Earlier this month, Turkey and Russia reached an agreement to enforce a new demilitarized zone in Syria's Idlib region from which "radical" rebels will be required to withdraw by the middle of next month.
"This part of Syria will be free of weapons which is the expectation of the people of Idlib ... who welcomed this step," he said. The demilitarized zone will be patrolled by Turkish and Russian forces.
Close to 3 million people live in Idlib, around half of them displaced by the war from other parts of Syria
Erdoğan also said Turkey will continue to purchase Iranian natural gas, despite U.S. sanctions on Tehran.
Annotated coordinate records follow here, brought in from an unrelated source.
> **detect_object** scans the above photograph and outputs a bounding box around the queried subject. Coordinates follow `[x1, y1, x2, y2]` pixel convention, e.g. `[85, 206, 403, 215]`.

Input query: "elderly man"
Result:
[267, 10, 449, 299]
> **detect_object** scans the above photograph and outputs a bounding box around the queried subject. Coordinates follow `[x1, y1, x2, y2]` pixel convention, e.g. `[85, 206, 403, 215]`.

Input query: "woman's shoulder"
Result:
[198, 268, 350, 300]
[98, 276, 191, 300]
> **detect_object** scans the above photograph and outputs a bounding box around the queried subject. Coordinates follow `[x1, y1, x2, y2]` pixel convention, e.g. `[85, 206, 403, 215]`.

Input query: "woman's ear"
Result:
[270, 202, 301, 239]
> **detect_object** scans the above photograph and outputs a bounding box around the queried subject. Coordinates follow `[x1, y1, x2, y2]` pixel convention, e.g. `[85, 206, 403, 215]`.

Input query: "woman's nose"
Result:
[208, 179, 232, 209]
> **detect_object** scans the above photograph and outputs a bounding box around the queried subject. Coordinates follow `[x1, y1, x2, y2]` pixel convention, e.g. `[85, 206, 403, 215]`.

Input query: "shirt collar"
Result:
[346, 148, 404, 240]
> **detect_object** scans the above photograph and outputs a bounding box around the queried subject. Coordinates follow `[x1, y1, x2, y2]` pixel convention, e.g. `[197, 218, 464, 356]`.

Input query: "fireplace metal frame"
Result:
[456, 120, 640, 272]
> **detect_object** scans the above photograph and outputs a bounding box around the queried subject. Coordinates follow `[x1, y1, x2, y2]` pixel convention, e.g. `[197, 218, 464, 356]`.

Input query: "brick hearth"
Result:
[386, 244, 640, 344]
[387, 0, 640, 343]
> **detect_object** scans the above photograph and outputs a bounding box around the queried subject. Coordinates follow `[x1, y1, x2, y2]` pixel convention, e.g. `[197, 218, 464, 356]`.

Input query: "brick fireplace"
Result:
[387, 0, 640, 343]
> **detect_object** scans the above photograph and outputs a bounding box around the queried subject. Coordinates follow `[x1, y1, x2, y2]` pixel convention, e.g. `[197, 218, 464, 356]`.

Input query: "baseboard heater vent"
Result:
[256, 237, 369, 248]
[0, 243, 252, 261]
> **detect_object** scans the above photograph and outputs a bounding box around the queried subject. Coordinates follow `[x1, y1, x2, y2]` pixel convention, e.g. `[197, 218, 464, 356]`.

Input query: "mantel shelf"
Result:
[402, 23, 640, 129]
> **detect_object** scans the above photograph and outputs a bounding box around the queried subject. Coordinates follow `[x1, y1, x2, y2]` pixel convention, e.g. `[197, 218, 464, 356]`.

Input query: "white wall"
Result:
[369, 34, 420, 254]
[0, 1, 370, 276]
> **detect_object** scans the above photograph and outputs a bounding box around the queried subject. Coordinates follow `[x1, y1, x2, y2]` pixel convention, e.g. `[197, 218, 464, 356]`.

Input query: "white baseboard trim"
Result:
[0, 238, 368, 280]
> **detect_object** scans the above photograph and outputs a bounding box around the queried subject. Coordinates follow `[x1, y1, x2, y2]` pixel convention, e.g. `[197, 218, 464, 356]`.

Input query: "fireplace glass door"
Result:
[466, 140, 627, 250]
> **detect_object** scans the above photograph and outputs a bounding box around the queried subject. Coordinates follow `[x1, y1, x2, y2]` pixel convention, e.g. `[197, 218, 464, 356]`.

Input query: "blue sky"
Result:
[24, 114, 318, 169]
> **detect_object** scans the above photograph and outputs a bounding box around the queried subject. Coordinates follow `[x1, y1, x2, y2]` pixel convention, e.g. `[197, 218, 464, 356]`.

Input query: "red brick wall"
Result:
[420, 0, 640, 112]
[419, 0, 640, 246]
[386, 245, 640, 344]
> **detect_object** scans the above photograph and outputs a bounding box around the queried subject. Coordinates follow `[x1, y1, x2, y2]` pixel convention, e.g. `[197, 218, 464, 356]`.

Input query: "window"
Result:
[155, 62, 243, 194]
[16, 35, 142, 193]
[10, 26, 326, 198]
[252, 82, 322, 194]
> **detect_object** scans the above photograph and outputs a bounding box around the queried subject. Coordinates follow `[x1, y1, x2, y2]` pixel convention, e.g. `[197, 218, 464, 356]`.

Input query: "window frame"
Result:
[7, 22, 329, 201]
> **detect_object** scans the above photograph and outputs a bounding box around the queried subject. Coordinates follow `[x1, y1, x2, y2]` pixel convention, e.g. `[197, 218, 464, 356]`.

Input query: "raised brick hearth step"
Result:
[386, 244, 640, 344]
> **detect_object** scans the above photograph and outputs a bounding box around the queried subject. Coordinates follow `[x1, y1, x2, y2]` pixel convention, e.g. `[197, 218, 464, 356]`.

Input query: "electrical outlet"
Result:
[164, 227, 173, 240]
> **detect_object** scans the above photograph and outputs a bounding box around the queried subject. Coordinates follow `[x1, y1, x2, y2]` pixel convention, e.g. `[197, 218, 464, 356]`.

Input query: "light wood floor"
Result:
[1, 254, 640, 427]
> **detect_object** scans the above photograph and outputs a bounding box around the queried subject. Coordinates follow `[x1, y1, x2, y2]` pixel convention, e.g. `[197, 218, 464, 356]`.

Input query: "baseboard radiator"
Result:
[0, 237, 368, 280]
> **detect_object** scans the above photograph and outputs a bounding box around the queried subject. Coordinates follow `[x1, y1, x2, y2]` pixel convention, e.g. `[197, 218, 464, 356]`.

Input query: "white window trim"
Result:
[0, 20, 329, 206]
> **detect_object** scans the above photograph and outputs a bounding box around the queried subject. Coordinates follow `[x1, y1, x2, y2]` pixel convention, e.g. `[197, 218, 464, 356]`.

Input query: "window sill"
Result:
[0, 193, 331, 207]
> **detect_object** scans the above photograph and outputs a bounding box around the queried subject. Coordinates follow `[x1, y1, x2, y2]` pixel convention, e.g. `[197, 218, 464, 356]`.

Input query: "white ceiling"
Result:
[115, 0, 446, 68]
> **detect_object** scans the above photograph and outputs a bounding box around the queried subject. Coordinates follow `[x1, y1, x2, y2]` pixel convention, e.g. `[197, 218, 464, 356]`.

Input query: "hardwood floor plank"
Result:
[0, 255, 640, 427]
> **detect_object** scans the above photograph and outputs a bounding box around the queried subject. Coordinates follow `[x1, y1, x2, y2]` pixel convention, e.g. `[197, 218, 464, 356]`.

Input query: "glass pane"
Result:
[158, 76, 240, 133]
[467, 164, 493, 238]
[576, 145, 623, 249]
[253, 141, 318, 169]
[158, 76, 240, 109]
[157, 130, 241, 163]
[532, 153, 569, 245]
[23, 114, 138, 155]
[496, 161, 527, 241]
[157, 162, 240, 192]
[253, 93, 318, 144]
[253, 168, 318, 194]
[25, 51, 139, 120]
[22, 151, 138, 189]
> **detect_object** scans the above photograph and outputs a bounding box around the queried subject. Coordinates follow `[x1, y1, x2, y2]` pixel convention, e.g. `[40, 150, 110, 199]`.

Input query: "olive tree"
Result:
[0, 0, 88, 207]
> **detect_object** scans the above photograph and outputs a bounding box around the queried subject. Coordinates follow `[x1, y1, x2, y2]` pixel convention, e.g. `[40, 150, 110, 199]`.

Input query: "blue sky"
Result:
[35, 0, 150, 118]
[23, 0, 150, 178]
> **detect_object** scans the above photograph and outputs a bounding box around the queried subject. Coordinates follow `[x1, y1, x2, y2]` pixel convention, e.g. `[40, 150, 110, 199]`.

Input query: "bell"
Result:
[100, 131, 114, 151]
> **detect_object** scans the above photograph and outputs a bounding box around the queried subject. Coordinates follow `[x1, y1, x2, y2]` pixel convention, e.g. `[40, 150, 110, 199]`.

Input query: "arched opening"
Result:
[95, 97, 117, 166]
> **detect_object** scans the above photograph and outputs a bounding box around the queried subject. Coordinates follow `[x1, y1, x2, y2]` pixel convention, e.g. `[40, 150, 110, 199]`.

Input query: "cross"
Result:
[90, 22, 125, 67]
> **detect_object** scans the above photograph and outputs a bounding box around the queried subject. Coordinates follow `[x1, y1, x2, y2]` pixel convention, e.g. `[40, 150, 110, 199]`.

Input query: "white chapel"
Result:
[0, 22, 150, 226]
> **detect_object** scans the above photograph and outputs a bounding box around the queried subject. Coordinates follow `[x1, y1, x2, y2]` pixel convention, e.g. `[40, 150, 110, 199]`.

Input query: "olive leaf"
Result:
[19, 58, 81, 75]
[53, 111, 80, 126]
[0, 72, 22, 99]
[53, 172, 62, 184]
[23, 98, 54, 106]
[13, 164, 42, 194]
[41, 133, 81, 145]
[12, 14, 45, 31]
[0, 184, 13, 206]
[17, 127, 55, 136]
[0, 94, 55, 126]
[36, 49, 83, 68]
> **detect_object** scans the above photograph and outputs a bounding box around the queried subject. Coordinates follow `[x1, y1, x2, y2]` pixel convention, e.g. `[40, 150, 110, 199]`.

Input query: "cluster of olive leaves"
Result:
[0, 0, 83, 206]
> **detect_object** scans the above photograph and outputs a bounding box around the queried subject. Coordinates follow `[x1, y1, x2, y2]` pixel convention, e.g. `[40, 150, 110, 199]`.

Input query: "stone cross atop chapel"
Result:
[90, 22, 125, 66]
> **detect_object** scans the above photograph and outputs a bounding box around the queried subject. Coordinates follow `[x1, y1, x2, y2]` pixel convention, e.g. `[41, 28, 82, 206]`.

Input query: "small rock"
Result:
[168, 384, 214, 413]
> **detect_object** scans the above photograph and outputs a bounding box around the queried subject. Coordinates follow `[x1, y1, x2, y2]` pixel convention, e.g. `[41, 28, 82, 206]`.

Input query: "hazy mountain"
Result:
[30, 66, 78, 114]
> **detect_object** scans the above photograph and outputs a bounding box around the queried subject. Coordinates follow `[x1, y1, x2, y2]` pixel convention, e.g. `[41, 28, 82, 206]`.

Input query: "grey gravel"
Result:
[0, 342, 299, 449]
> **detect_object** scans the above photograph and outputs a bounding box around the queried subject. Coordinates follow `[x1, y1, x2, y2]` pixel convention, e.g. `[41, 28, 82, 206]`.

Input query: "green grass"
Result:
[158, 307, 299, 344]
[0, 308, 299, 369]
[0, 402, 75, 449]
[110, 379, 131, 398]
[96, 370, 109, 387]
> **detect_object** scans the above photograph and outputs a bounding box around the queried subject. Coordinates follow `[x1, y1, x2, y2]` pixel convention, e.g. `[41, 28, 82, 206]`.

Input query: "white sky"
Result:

"We need to be realistic ... Am I supposed to let people freeze in winter? ...Nobody should be offended. How can I heat my people's homes if we stop purchasing Iran's natural gas?," he said.
Trump pulled the United States out of a 2015 multinational nuclear deal with Iran and in August Washington reimposed sanctions on Tehran, lifted in 2016 under the pact. U.S. sanctions on Iran's energy sector are set to be re-imposed in November.
In an effort to boost the economy and attract investors, Erdogan will travel on Sept. 28 to Germany, a country that is home to millions of Turks.
"We want to completely leave behind all the problems and to create a warm environment between Turkey and Germany just like it used to be," Erdogan said, adding that he will meet Chancellor Angela Merkel during his visit.